In grandma's last good spell she kept on going on about the 3rd. Whatever she was saying, it kept on coming back to the 3rd. She got it right not once, but twice. I'll have to remember to take special care on the 3rd of each month, and to tell my family to do that too.
The routine was the same. The 11.55 phone call (almost exactly the same time). Quickly having my lunch before leaving the office, while phoning round and spreading the news. The phone call to my sister to confirm when it was all over.
To be honest, I think in reality the damage was done on Monday night. Everything since then has just been holding on, to see if there was a glimmer of hope. There wasn't, and this afternoon they took the ventilator tube out. From there on, it was inevitable and quick. I'm becoming a bit of an old hand at the whole process, sadly. Twice in four months.
There's a difference between me and Annette. She would rather not be there. She takes more comfort from visiting the funeral home and seeing them dressed, and made up, and not in pain any more, looking 20 years younger. I don't. I find it easier to cope if I'm reminded of why it's the right thing to just let them go. If I'm there, it reinforces in my mind that keeping them alive is no good to anyone, and that you have to accept it and move on. I suppose that's the difference between a death you've been preparing for for a while, and a sudden, traumatic one, but over the past few days I've been firmly of the belief that even if the doctors could save him, it would almost be cruel to do it.

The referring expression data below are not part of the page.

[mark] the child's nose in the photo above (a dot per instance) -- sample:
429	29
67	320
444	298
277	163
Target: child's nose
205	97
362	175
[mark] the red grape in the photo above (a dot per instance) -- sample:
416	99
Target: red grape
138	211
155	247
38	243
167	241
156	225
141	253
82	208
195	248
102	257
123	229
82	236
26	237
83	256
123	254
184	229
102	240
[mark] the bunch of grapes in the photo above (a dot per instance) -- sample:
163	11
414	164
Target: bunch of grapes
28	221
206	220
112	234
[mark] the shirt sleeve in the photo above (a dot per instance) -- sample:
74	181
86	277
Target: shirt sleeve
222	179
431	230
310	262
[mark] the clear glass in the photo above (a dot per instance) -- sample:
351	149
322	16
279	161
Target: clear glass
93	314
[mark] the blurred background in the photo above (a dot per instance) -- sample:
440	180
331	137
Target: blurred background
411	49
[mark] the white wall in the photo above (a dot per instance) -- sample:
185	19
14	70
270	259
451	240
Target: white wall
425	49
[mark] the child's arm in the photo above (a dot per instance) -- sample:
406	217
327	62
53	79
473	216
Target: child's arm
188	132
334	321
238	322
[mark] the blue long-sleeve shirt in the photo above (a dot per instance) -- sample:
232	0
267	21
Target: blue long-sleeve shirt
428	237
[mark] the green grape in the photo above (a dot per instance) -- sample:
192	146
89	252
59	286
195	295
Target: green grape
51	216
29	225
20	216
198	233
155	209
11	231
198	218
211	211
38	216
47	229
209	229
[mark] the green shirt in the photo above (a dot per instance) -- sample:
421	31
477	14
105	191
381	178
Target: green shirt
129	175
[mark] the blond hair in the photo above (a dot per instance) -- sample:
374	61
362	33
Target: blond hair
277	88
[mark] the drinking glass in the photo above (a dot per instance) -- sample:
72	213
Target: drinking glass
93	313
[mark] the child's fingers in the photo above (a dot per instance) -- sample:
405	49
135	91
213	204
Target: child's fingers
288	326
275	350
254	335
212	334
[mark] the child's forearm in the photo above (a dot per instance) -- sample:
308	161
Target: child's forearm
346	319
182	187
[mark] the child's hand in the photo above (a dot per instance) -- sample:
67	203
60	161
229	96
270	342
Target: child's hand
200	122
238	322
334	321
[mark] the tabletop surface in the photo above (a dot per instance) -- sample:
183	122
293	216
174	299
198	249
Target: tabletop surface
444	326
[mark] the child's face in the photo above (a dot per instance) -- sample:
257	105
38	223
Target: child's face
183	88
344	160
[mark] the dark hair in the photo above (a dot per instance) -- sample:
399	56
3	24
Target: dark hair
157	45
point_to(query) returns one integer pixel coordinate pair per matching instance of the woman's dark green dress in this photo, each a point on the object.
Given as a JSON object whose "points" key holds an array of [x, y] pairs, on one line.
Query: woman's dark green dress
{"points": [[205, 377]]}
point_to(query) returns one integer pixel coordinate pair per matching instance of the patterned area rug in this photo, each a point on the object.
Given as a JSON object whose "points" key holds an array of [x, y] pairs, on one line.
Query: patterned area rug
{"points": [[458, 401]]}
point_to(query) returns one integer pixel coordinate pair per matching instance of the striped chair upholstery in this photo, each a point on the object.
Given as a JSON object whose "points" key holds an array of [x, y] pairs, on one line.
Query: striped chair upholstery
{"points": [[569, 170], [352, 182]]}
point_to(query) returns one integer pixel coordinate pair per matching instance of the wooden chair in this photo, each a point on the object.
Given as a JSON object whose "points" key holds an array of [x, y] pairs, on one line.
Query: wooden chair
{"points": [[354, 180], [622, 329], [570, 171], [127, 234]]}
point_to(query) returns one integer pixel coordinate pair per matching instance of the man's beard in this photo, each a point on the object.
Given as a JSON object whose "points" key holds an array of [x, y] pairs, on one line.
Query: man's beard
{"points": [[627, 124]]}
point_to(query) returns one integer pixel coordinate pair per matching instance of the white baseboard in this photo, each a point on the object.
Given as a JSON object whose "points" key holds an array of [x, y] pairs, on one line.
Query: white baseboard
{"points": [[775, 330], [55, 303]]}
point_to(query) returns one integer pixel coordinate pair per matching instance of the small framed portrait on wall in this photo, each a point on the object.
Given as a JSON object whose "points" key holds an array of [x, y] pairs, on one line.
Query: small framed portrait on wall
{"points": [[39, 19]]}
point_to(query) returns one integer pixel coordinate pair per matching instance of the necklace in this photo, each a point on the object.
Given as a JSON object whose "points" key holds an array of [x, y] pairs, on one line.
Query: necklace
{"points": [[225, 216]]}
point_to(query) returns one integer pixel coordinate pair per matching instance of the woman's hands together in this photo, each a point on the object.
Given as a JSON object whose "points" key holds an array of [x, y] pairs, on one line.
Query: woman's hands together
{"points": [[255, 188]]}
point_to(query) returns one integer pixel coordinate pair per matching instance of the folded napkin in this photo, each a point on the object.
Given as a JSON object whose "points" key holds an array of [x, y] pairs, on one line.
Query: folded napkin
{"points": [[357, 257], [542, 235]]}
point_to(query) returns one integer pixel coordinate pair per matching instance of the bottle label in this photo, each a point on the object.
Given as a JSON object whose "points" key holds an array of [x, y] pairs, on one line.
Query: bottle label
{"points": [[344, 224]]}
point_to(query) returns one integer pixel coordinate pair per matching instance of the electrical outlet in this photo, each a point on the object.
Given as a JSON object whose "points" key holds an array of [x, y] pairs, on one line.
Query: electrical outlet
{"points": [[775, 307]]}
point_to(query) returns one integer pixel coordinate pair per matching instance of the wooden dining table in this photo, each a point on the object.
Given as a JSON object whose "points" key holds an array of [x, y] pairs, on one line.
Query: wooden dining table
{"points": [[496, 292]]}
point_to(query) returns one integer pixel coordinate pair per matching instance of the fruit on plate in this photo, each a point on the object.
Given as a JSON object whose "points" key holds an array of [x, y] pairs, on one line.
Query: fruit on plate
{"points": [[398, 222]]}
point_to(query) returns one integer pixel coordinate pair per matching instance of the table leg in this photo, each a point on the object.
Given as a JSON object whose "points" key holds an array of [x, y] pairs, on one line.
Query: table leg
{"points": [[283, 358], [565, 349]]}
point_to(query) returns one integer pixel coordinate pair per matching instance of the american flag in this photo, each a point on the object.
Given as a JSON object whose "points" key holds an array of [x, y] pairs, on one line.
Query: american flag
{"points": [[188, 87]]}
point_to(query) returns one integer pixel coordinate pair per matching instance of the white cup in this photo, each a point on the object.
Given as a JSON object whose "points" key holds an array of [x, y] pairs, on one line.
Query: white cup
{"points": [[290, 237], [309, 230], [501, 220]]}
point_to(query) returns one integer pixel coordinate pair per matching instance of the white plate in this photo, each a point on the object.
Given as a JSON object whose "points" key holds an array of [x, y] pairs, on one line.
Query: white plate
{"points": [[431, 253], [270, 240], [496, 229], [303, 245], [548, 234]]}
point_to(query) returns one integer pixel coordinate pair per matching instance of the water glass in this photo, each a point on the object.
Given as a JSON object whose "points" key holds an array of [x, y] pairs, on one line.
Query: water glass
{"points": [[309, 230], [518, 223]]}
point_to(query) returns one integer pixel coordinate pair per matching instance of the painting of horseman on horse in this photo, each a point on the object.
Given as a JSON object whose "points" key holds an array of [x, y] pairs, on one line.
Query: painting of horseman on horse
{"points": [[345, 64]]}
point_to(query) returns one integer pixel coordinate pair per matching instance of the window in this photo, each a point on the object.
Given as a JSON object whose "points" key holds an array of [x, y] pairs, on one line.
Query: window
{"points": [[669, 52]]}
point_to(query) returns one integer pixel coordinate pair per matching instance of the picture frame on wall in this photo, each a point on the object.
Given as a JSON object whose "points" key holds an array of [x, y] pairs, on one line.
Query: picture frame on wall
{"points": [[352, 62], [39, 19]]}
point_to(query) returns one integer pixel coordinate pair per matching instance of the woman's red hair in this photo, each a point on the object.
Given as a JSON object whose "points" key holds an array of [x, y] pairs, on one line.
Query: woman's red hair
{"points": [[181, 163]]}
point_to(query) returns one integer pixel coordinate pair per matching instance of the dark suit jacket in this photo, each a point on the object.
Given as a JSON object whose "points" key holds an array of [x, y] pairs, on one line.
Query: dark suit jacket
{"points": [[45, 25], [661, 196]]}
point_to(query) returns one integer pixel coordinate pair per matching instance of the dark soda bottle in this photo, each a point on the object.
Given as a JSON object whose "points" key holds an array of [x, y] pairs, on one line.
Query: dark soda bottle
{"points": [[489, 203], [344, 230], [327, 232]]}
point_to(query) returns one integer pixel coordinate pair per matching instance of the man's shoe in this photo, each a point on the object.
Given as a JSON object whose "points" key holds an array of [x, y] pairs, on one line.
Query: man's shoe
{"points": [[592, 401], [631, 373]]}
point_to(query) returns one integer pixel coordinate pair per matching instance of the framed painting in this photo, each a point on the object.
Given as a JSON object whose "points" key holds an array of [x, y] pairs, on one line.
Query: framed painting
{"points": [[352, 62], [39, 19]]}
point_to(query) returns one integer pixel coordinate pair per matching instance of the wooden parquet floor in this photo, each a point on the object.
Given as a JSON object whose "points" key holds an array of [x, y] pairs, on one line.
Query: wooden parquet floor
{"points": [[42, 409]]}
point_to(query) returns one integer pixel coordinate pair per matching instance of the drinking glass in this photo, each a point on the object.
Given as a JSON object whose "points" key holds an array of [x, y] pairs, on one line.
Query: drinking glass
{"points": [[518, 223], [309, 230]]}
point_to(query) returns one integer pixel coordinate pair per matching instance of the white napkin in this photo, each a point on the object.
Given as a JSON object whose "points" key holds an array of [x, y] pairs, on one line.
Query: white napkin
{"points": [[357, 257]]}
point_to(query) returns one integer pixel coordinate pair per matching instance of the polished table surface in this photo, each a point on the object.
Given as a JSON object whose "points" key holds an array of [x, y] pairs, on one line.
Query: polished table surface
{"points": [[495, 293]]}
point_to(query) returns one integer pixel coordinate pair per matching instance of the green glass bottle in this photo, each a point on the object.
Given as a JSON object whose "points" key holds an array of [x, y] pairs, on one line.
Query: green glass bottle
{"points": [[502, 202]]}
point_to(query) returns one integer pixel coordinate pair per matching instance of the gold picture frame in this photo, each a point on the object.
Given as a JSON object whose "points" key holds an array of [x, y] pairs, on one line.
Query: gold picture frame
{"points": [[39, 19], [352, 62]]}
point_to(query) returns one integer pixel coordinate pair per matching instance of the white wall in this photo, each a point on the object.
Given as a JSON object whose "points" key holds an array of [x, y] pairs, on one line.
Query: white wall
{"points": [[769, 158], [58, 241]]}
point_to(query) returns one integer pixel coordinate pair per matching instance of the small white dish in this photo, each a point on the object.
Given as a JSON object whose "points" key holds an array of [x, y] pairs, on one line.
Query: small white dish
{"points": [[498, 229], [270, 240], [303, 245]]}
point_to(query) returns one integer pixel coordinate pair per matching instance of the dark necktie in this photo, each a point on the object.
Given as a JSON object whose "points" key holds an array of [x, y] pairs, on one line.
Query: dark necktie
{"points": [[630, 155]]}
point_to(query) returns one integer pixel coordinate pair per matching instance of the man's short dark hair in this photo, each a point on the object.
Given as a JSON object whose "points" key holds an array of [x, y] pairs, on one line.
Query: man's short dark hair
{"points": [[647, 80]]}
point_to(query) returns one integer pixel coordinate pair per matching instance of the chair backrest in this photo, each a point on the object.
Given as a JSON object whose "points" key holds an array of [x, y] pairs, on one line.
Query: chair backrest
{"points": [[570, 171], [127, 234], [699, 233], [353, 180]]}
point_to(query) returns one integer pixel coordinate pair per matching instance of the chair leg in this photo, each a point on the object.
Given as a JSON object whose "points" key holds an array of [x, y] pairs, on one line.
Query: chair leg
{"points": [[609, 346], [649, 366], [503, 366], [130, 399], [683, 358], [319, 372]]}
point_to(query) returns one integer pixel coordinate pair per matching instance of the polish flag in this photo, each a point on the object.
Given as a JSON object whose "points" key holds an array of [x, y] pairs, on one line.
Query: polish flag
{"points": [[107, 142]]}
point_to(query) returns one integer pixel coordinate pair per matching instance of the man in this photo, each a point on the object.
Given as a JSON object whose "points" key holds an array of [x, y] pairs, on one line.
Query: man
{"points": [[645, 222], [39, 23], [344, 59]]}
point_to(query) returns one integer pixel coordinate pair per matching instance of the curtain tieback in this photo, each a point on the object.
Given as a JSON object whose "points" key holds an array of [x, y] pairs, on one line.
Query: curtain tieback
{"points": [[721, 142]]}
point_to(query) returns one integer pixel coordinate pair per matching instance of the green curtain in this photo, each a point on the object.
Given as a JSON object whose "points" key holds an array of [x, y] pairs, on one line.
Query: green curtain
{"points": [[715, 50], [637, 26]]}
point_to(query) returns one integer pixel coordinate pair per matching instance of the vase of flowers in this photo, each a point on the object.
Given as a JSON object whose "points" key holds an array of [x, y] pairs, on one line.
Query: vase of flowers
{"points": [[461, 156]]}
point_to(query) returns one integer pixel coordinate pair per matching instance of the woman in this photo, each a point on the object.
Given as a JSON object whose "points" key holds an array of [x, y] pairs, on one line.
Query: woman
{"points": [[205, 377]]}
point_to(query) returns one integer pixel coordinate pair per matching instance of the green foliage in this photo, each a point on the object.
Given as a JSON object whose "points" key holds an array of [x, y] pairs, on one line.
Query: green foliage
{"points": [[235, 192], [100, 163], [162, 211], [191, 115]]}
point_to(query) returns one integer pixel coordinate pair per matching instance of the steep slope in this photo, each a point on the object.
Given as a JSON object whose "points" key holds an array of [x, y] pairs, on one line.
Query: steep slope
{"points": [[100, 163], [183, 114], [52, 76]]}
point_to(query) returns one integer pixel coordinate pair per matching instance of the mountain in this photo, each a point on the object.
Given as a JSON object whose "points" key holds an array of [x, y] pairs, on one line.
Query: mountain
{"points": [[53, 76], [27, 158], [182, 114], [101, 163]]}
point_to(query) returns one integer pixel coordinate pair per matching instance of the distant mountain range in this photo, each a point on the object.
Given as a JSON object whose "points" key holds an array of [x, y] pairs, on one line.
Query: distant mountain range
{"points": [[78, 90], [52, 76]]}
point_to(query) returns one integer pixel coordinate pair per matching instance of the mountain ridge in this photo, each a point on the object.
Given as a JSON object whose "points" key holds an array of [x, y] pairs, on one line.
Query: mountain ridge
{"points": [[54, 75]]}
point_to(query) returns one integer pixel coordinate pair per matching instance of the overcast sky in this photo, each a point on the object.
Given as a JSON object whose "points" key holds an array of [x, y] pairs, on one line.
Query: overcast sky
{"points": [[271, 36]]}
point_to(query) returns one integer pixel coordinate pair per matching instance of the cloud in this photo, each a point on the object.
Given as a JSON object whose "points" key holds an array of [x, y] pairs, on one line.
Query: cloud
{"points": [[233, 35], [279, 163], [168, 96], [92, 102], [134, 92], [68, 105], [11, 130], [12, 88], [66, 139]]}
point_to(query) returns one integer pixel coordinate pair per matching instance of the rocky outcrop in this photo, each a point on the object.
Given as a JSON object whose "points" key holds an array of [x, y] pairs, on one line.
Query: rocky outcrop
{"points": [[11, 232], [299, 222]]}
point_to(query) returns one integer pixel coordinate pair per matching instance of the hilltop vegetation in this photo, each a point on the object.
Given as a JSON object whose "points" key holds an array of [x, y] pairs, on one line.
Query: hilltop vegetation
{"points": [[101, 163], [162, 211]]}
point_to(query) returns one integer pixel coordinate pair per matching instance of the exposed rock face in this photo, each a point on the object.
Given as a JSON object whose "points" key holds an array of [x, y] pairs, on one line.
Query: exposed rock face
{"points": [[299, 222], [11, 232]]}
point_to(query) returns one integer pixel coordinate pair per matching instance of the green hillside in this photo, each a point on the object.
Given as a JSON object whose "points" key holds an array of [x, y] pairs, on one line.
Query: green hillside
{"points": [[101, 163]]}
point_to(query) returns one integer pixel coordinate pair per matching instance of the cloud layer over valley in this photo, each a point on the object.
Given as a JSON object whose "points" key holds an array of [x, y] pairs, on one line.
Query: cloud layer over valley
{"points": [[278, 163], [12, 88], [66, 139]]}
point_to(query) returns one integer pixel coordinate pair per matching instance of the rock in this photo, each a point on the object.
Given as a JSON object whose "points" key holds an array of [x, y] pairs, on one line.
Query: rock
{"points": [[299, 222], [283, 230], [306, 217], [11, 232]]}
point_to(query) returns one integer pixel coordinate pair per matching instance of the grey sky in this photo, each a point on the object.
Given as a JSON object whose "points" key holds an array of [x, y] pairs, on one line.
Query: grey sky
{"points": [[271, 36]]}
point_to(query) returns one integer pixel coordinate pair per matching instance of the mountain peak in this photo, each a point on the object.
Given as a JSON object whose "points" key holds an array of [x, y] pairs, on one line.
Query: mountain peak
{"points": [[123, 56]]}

So goodbye to the strongest man I've ever known. I started doing the sums in my head. He's always been disabled while I've known him, but it was only when I started to think about it I realised how young and vibrant he must have been when polio hit him. He can't have been too much older than I am now, in his 30s somewhere I would imagine. He poured so much energy into being this campaigning pillar of the local society that maybe I sometimes felt awe and respect rather than love. Or maybe that's just a different type of love.
He held on for the wedding. I'm shocked now that he actually drove over there and back in the state he was in (his car is adapted, and my grandmother doesn't like driving it, so if he's going somewhere and has to go in that car, he tends to drive it). He didn't make it to the ceremony, and that's when I realised something was really wrong, but he made it in the evening. When I saw him a couple of weeks ago he was getting confused, and iller, but he kept on coming back to one thing, "the wedding was lovely".
Last night I had a bit of a heart to heart with Annette, to tell her that she couldn't blame herself. Yes, the wedding took the last bit of strength he had out of him, but that was his choice. You could tell that he was tiring of life in some ways, the weekly hospital visits, the fact that there was no hope of a cure. If one thing didn't get him, the cancer would. It seemed to me when I saw him then that he was trying to tell us that the effort, and what it took out of him, was worth it. That he would have, and maybe did, give everything just to be able to see it. The wedding date was actually chosen to give grandma the chance to be there, as it turned out he only made it by a month, so an early wedding was worth the effort anyway.
I've ordered a black armband, which I intend to wear for FLM. I don't know how I'll cope with the emotion of the day. I got my place on the evening of grandma's funeral, and I'm guessing that the race itself will be a couple of days after or before his (mum is due to arrive anyway on Wednesday, so I imagine we'll wait until she gets here). Hopefully it will spur me on, although I'm not discounting the possibility of being a teary mess at the beginning or the end.
It's funny how running helps me cope though. We left the hospital at about half 3, and it was a lovely day. I couldn't face going back into the office (which is about 10 minutes from the hospital), and I had some running kit in my bag (let's face it, when don't I?), so I got changed and went for a 4 mile run to get some space in my head. I spoke to Annette, and they were going for a walk on the beach with the dog, which I suppose fulfils the same need, a bit of space, and air, and movement. (Although answering the phone to hear "I'm in bed with Chris and Aston" probably conjures up images I didn't want in my head - she's my little sister after all!). Hopefully FLM will help me deal with things in a positive way.